- Born: 1971 or 1972 (age 53–54) Madurai
- Education: PSG College of Technology SVKM's NMIMS
- Occupation: CEO - Reliance Sports

= Sundar Raman =

Indian sports business professional

Sundar Raman (born ) is an Indian sports business professional. He is currently working with Reliance Industries Limited as its CEO - Sports.

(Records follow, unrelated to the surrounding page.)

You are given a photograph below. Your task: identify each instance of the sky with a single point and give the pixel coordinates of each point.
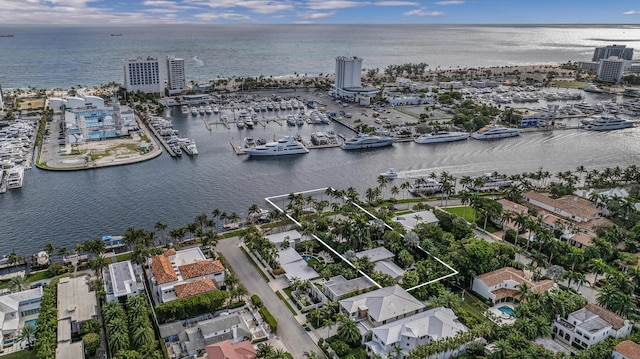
(134, 12)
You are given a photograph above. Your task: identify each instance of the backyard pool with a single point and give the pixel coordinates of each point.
(507, 310)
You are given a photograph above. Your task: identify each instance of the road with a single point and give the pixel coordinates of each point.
(291, 333)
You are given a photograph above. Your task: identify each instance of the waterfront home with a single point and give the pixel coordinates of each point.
(77, 305)
(183, 273)
(120, 282)
(190, 337)
(381, 306)
(338, 287)
(383, 262)
(16, 309)
(626, 350)
(590, 325)
(410, 332)
(229, 350)
(501, 285)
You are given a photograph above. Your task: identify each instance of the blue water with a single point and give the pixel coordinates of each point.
(507, 310)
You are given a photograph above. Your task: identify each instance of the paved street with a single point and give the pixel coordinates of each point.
(290, 332)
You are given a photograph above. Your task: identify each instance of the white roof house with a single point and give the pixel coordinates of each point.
(382, 306)
(590, 325)
(15, 308)
(410, 332)
(120, 281)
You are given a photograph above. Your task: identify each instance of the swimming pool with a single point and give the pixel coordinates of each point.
(507, 310)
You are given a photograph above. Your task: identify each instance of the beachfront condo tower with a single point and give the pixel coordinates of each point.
(142, 74)
(348, 70)
(175, 75)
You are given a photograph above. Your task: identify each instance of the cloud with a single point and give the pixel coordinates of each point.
(423, 12)
(315, 15)
(450, 2)
(396, 3)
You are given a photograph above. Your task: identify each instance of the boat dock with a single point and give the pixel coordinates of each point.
(160, 139)
(237, 148)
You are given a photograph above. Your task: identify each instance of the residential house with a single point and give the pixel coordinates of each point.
(501, 285)
(381, 306)
(120, 281)
(338, 287)
(383, 260)
(626, 350)
(179, 274)
(194, 335)
(418, 329)
(590, 325)
(77, 305)
(16, 309)
(228, 350)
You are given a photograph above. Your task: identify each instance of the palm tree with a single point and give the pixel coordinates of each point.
(18, 283)
(28, 334)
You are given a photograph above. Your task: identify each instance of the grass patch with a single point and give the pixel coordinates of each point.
(255, 265)
(123, 257)
(286, 302)
(23, 354)
(461, 212)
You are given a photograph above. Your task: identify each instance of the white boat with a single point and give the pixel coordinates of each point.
(363, 140)
(284, 146)
(592, 88)
(442, 136)
(608, 123)
(390, 174)
(15, 177)
(425, 185)
(494, 132)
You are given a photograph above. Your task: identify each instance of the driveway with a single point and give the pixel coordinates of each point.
(290, 332)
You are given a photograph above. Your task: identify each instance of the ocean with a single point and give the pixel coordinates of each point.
(69, 207)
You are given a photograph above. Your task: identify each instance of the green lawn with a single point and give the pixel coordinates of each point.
(23, 354)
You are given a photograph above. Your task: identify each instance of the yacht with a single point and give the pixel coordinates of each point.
(389, 174)
(363, 140)
(608, 123)
(442, 136)
(494, 132)
(592, 88)
(15, 177)
(284, 146)
(425, 185)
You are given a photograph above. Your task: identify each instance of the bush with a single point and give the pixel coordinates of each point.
(268, 317)
(257, 302)
(91, 343)
(184, 308)
(341, 348)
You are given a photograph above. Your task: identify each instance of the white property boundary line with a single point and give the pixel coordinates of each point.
(453, 271)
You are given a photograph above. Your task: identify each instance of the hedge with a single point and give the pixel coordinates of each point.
(266, 315)
(189, 307)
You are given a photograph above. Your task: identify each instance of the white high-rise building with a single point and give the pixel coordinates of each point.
(142, 74)
(610, 70)
(175, 75)
(348, 70)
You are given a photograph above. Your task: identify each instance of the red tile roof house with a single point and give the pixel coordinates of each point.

He was working for the Board of Control for Cricket in India (BCCI) and was the Chief Operating Officer of the highly successful Indian Premier League (IPL) from its inception in 2008 to 2015. Raman was appointed as the IPL COO by former IPL Chairman and Commissioner Lalit Modi in January 2008. He assumed a more powerful position within the BCCI after Modi's ouster in 2010. In November 2015, Raman stepped down as COO of the Indian Premier League. In March 2021, he was named as a consultant by IPL team Chennai Super Kings.

==Personal life==
Raman was born in Madurai and then brought up by his parents in Trichy and Chennai along with his two elder brothers. He graduated from PSG College of Technology in Coimbatore with a degree in applied sciences. In 1993, Raman got post-graduate management degree in advertising & communications from Narsee Monjee Institute of Management Studies in Mumbai.

==Career==
Sundar Raman began his professional career in 1995 as a media planner with the erstwhile Hindustan Thompson Associates now J. Walter Thompson. Raman eventually took over as the managing director of Mindshare India, a division of ad group WPP's media agency Group M. In January 2008, Raman delivered a presentation to Lalit Modi, the then Vice President of the BCCI, which eventually led to him being hired by Modi to help him conduct the inaugural edition of the IPL. In February 2008, Raman was officially appointed as IPL COO after a decade in strategic media thinking business working for brands such as Unilever, PepsiCo, Motorola, Samsung and Amex. Along with Modi, Raman was instrumental in shifting the entire IPL T20 cricket tournament to South Africa in 2009. Raman resigned from the post of COO of IPL on 3 November 2015. Shortly afterwards he was appointed as the CEO of Reliance Sport which is part of Reliance Industries Limited. He also owns a 12,5% stake in the increasingly successful SA20, a franchise T20 tournament played annually in South Africa.

==IPL Controversy==
Raman was at the helm of affairs when the IPL betting and spot-fixing scandal was unearthed in 2013 involving some cricketers, Chennai Super Kings Team Principal and BCCI President, N Srinivasan's son-in-law, Gurunath Meiyappan, Vindu Dara Singh and a few other individuals. Raman maintained the stand that Meiyappan was not a team official during the ensuing investigation conducted by former Chief Justice Mukul Mudgal. But his contention was thereafter rejected by the report filed by the Mudgal committee.

In early April 2014, the court-ordered interim BCCI President for all IPL-related matters, Sunil Gavaskar revealed that he is evaluating Raman's role in the IPL scandal.